Ripley v. Yale

16 Vt. 257 | Vt. | 1844

The opinion of the court was delivered by

Hebard, J.

The plaintiff, in argument, assumes the ground that the defendant has no legal interest in the premises, — and that he, having the legal title and the right to possession, in contemplation of law has the possession; — and this, in argument, results from the assumed fact that the relationship of landlord and tenant existed between the plaintiff and defendant. It is a general principle of law that the gist of the action of trespass qu. clans, fregit is the injury to the possession; and that, unless the plaintiff, at the time the injury was committed, was in the actual possession of the premises, the action cannot be supported. Stuyvesant v. Tompkins, 9 Johns. 61. Campbell v. Arnold, 1 Johns. 511. Wheeler v. Hotchkiss, 10 Conn. 225. Tobey v. Reed, 9 Conn. 216. 1 Chit. Pl. 175. There is, however, a qualification that attaches to this general principle of law. The owner of land, in the possession of a tenant at will, may maintain this action for a permanent injury to the freehold ; but this is upon the ground that the possession reverts to the owner, upon the commission of the tortious act which determines the lease.

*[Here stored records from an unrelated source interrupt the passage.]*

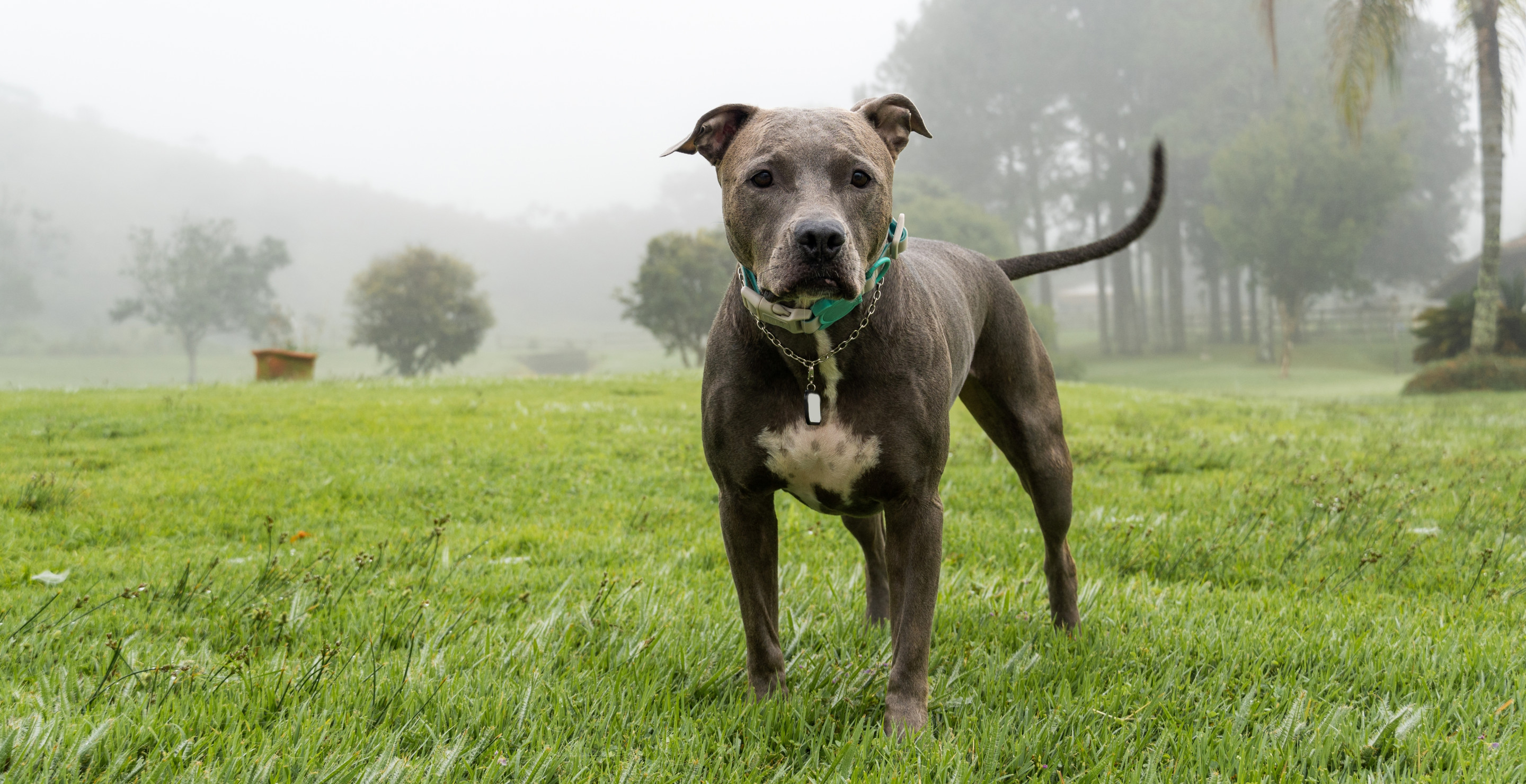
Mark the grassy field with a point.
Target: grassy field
(524, 580)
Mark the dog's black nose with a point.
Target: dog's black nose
(820, 240)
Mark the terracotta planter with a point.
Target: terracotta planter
(281, 365)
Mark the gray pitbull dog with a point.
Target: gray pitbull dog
(806, 197)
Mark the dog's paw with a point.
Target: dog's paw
(906, 717)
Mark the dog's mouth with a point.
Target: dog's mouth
(811, 287)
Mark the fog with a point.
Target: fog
(522, 138)
(489, 107)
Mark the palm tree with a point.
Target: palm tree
(1365, 40)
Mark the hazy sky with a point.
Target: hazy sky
(493, 107)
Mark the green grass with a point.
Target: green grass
(1319, 370)
(524, 582)
(222, 363)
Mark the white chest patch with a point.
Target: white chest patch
(826, 457)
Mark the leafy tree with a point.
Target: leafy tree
(199, 281)
(1367, 39)
(419, 309)
(678, 289)
(1299, 205)
(1449, 332)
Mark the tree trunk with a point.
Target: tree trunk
(1214, 278)
(1177, 287)
(190, 342)
(1125, 325)
(1041, 237)
(1250, 302)
(1289, 319)
(1492, 130)
(1104, 342)
(1237, 318)
(1157, 295)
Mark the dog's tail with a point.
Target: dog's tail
(1035, 263)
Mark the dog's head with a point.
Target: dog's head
(806, 193)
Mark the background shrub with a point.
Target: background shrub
(1449, 332)
(1470, 373)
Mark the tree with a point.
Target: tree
(936, 212)
(1049, 106)
(1367, 39)
(1449, 332)
(202, 281)
(678, 289)
(1299, 205)
(419, 309)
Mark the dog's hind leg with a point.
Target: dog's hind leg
(871, 533)
(1011, 393)
(751, 533)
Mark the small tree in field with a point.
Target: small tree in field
(419, 310)
(1299, 205)
(202, 281)
(678, 289)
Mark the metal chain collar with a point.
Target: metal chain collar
(811, 365)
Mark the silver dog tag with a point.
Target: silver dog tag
(812, 408)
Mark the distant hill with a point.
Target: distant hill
(545, 277)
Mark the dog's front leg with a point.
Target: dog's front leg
(751, 533)
(871, 534)
(915, 553)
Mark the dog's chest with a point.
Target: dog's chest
(819, 464)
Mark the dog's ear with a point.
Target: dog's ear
(893, 117)
(715, 132)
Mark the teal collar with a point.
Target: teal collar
(824, 311)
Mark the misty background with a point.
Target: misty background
(524, 139)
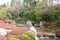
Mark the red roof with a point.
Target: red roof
(3, 38)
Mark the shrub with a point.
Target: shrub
(13, 38)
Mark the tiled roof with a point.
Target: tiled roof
(3, 38)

Whether Yale can be regarded as a tenant, in any sense of the term, is not very clear. He went into possession of the land under a contract, of purchase, and paid a part of the purchase money, and claimed the land as his own. No rent was reserved, and none was due; — and in no way, expressly or impliedly, did he acknowledge any one to be his landlord. He entered as unconditionally, and as untrammeled by terms, as if the deed had accompanied the possession. Then there was no contract between the defendant and Bly in the first instance, which would create a tenancy ; and if one was created, it was by operation of law.

*261But whether he was, in any view of the case, a tenant of Bly, we think he cannot be regarded as the tenant of Ripley. The case of Wheeler v. Hotchkiss, 10 Conn. 225, is in point. The present case, in one respect, is different from the cases which have been cited. The plaintiff never was in possession of the premises, and he, therefore, only stands in the character of a bargainee, and therefore the possession of Yale, if he had been the tenant at will of Bly, would not be the possession of the plaintiff, so as to enable him to maintain this action, — and more especially as the contract was by parol.

We are clearly of opinion that the judgment of the county court was correct, and must be affirmed.